What is the big deal?? None of us that were young at the same time died from being sent to bed with no supper or made to behave in any way. Maybe if we went back to some of that we would not have so many young people in such serious trouble!!!!!!!
Brenda, MI
I've read this strip since I was ten years old, and while I appreciate the "back to the beginning" concept, I am disappointed that there seems to be little effort to fit today's world into the strip. I can count the number of mothers who stay at home and watch soap operas on one hand...wait, I don't even need a hand. This is the world I grew up in and I recognize my mother and me.
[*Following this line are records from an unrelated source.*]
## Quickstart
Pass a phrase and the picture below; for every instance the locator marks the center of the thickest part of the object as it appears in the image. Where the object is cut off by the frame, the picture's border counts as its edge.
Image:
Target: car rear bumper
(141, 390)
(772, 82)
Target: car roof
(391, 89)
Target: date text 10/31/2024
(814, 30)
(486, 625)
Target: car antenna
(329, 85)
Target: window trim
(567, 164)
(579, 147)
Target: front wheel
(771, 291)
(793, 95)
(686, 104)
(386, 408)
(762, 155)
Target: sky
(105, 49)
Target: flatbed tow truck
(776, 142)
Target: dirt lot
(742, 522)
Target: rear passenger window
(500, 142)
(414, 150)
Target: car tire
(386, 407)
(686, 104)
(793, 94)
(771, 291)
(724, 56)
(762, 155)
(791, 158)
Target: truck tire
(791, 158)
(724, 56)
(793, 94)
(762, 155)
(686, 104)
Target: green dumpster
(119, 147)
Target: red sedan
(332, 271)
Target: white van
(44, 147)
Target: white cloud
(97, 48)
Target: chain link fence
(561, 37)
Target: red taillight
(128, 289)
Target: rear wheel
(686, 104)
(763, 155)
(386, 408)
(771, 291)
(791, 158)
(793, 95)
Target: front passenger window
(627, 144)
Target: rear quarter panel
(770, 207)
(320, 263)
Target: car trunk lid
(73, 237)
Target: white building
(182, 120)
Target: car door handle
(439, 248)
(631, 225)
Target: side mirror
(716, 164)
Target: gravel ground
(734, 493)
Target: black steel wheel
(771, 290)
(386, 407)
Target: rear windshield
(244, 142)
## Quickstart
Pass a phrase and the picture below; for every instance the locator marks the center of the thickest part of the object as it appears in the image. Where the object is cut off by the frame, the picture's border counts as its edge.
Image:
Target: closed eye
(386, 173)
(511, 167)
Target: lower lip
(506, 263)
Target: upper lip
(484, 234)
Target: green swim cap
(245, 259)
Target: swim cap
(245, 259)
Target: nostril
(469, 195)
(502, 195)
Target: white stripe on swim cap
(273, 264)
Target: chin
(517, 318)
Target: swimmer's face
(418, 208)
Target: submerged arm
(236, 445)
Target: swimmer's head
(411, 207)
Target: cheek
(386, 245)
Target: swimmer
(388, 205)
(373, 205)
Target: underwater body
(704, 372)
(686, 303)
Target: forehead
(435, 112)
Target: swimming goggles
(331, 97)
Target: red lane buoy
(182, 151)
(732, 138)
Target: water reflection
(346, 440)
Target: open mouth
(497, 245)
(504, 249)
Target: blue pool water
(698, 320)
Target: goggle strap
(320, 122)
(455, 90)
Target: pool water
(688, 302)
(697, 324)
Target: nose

But this approach will turn off new readers and is turning off this old reader. It's not quaint, it's borderline offensive and I'm disappointed to see characters who came so far regressing even it if is the late 70's or early 80's. Irony works for Mad Men, not FBOFW.
Jennifer, Ottawa, ON
Sometimes I find myself saying things like "this was the mid-eighties, that's the way things were then." I've even posted such a sentiment in Coffee Talk. Then I got to thinking, this was the eighties, not the fifties. Most phones were push-button by then (a few rotary, but not many). ATM machines were available outside most banks (but not in grocery stores or gas stations). This was the time of the Equal Rights Amendment and women in the workplace were not only accepted but commonplace, just as Connie is. Stay-at-home moms were more common than now, but not as much as when I grew up in the fifties and sixties. I guess what I'm trying to say is that John's attitudes and utterances seem to be more rooted in the fifties than the eighties. But then again, that's what made it funny in the eighties (and now).
Jan C, Victorville, CA
Folks remember that these are redo's of strips written 20 years ago. The artwork has been redone, but not necessarily the conversations. In 1980's that was still the way it was in many households where there was one income earner and one stay at home parent with small children. Times have changed and most families have dual earners and more equality in spending patterns.
Margaret S, Richmond, VA
Oh, boy, does your strip bring it all back . . . my kids are teens and tweens now, but this week's strips brought back to me all the chaos and mess, and longing for something more -- something better --anything, even becoming a short-order cook!
Joyce, Des Plaines, IL
Just wanted to add another comment concerning Steve B.'s mention of the rotary phones a few days back. When we lived in Okinawa Japan (with the US military) less than 10 years ago, we had a rotary phone in our on-base home. My kids, who were early teens at the time, had only ever seen one other rotary phone (at my parents' home), and I actually had to show them how to use it. They thought it was the coolest thing to have something that their friends back in the States didn't have!
Janell B, SD
Glad I get the chance to tell you that I love this comic strip because it is just so down to earth! Everybody at one time or other can relate to Ellie. Glad we get to read these from the past.
Mary Ann, Hornell, NY
My younger sister and April were born in the same week and there is a strong resembalance in their actions and oddly enough in looks also.
Sarah S, Enid, OK
Is it just me who thinks this or is the little boy who Farley inadvertently rescues in the book a very young Anthony? I mean, he's about the right age and has red hair so it could be him. If so, he's got a deeper connection to the Pattersons than anyone ever guessed.